Ha emergido una democracia viva y militante cuyo principio central es la afirmación autónoma de la autodeterminación. Lo que ha prevalecido no es una u otra ideología o partido tradicional, sino que la realidad material, la necesidad objetiva de tantos y tantas, acompañada de la nueva subjetividad que se ha ido constituyendo progresivamente a partir del desastre que nos ha impuesto el desgobierno colonial, la Ley PROMESA y el huracán María. A esto se une la creciente insatisfacción que nos arropa debido al incremento de la relación tóxica con el gobierno de Estados Unidos, que parece que ya no da para más. Agravado por las continuas expresiones racistas del presidente Donald Trump hacia nuestro pueblo, y las recriminaciones continuas de éste hacia el gobierno del exgobernador Ricardo Roselló por lo corrupto e incompetente.

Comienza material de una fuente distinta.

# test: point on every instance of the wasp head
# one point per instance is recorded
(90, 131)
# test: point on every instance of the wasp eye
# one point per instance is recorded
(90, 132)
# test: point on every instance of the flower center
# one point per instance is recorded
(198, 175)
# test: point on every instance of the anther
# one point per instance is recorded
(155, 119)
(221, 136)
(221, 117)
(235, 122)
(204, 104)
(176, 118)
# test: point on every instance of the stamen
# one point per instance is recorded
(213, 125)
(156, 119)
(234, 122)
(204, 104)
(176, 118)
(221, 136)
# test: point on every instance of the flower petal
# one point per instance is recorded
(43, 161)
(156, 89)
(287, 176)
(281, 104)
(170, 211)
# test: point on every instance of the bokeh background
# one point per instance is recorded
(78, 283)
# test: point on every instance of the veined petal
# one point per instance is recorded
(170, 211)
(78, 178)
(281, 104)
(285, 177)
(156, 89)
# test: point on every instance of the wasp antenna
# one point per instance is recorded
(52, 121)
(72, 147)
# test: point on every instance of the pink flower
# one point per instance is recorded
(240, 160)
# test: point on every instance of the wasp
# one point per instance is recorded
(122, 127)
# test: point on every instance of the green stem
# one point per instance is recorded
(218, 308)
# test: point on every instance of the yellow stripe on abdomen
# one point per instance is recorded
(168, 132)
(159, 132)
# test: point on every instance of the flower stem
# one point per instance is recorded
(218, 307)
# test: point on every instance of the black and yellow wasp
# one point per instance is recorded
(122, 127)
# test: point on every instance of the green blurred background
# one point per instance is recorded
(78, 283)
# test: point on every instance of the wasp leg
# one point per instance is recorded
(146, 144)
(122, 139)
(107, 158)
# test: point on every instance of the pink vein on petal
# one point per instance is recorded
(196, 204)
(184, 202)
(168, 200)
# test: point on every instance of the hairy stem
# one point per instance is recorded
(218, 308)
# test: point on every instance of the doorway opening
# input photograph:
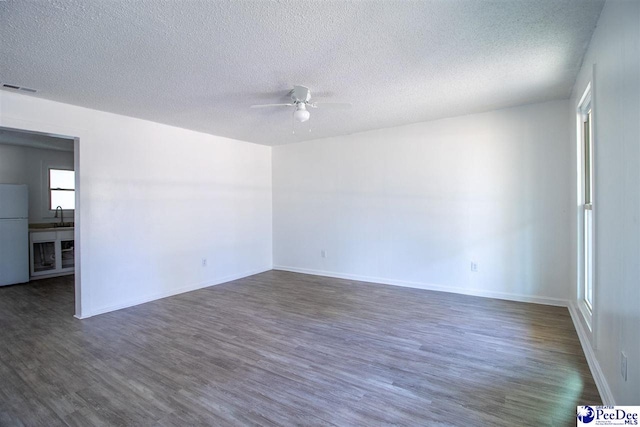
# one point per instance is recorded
(28, 159)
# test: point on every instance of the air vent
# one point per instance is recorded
(14, 87)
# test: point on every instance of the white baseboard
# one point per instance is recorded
(169, 293)
(592, 361)
(431, 287)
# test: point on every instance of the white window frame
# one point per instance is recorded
(585, 210)
(49, 188)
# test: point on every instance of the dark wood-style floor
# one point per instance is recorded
(281, 348)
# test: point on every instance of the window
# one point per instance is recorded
(586, 202)
(62, 185)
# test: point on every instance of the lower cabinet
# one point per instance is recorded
(51, 253)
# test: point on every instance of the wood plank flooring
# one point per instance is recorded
(281, 348)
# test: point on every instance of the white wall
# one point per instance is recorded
(27, 165)
(154, 200)
(414, 205)
(615, 51)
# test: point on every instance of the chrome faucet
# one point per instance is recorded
(61, 215)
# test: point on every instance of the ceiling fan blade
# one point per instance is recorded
(337, 105)
(271, 105)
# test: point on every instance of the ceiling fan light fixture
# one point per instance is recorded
(301, 114)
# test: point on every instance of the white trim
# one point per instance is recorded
(592, 361)
(429, 286)
(169, 293)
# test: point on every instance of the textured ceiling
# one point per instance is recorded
(201, 64)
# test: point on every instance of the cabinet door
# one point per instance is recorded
(44, 257)
(67, 254)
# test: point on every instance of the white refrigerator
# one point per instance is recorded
(14, 234)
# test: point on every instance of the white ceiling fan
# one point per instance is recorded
(301, 100)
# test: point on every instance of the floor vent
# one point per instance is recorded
(14, 87)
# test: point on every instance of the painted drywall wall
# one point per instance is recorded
(154, 200)
(27, 165)
(415, 205)
(612, 62)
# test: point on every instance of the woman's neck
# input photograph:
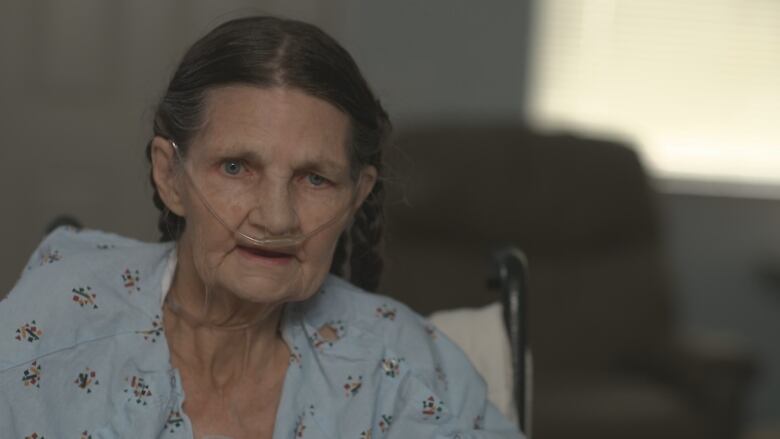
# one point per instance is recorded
(219, 336)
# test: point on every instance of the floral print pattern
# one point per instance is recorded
(138, 390)
(32, 375)
(386, 312)
(29, 332)
(85, 380)
(85, 297)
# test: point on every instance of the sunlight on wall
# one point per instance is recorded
(693, 83)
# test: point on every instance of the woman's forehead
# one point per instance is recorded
(273, 123)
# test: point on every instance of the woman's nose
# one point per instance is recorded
(273, 210)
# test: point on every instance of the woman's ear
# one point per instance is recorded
(368, 176)
(165, 175)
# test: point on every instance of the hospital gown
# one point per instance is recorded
(83, 354)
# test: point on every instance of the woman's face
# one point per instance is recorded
(269, 162)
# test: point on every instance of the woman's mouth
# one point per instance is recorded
(275, 257)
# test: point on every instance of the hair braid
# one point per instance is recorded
(366, 235)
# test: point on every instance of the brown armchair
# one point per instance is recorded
(609, 362)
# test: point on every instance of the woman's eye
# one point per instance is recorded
(316, 180)
(232, 167)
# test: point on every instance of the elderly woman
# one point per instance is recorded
(266, 161)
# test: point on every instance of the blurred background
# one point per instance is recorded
(689, 86)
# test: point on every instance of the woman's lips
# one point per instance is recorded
(265, 255)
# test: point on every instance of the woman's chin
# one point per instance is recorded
(267, 287)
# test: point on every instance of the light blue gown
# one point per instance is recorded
(83, 354)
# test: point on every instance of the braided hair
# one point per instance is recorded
(273, 52)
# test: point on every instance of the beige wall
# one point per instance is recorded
(79, 79)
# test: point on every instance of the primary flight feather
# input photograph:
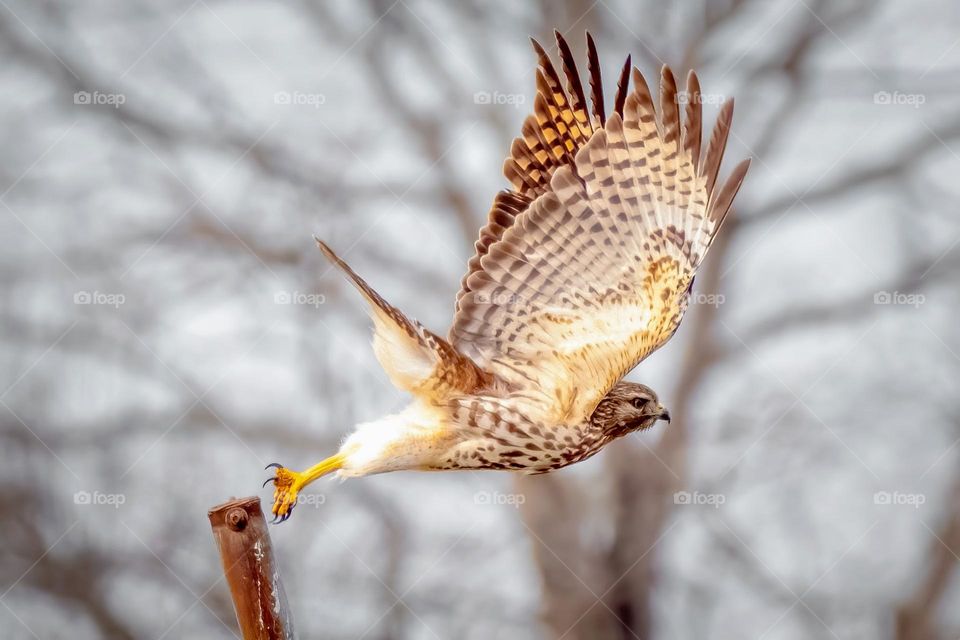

Las situaciones de hecho –entiéndase hechos de fuerza como el apoyo de la mayoría de los miembros de la Cámara de Representantes el pasado viernes 2 de agosto a Pedro Pierluisi y la imposición de su posterior juramentación– han terminado imperando en su momento sobre lo que se creía era el derecho aplicable. Se ha estado discutiendo ad nauseam sobre cuál es ese Estado de derecho. Somos muy dados en Puerto Rico a una fetichización del derecho como si éste tuviese vida propia y sentido único. Sin embargo, detrás del Estado de derecho siempre anida oculto el Estado de hecho. Y, como parte de éste, la Constitución es lo que el balance real de fuerzas diga que es o posibilite que sea en un momento dado.
La juramentación de Pedro Pierluisi, cabildero de grandes intereses corporativos y abogado de la Junta de Control Fiscal, constituyó un acto de fuerza cuyo propósito es la normalización de una situación política que desbordó al régimen colonial. Es su respuesta a los hechos de fuerza que produjo la insurgencia civil de julio. Incluso, eso es lo que pretenden también los gremios empresariales del país, los cuales se alinearon con el golpista. Se pretende que abandonemos las calles y vuelva a imperar la paz de los sepulcros. Pierluisi carecía de legitimidad, si nos atenemos estrictamente a lo que parece declarar el Estado de derecho vigente pero, sobre todo, carecía de legitimación que es algo muy otro: no satisface las expectativas y aspiraciones de la mayoría de la sociedad, cansada ya de los buscones de cuello blanco que nos ningunean, nos roban y nos mienten, y aún así tienen la cara de presentarse como si fuesen nuestros salvadores.
El rechazo unánime del Tribunal Supremo de Puerto Rico a las pretensiones burdas de Pierluisi y compañía, hay que enmarcarlo dentro del contexto estratégico previamente descrito. Existe un límite de lo que en la presente coyuntura se puede justificar constitucionalmente sin que la legitimidad mínima que requiere el sistema volase en cantos y se profundizase la crisis actual.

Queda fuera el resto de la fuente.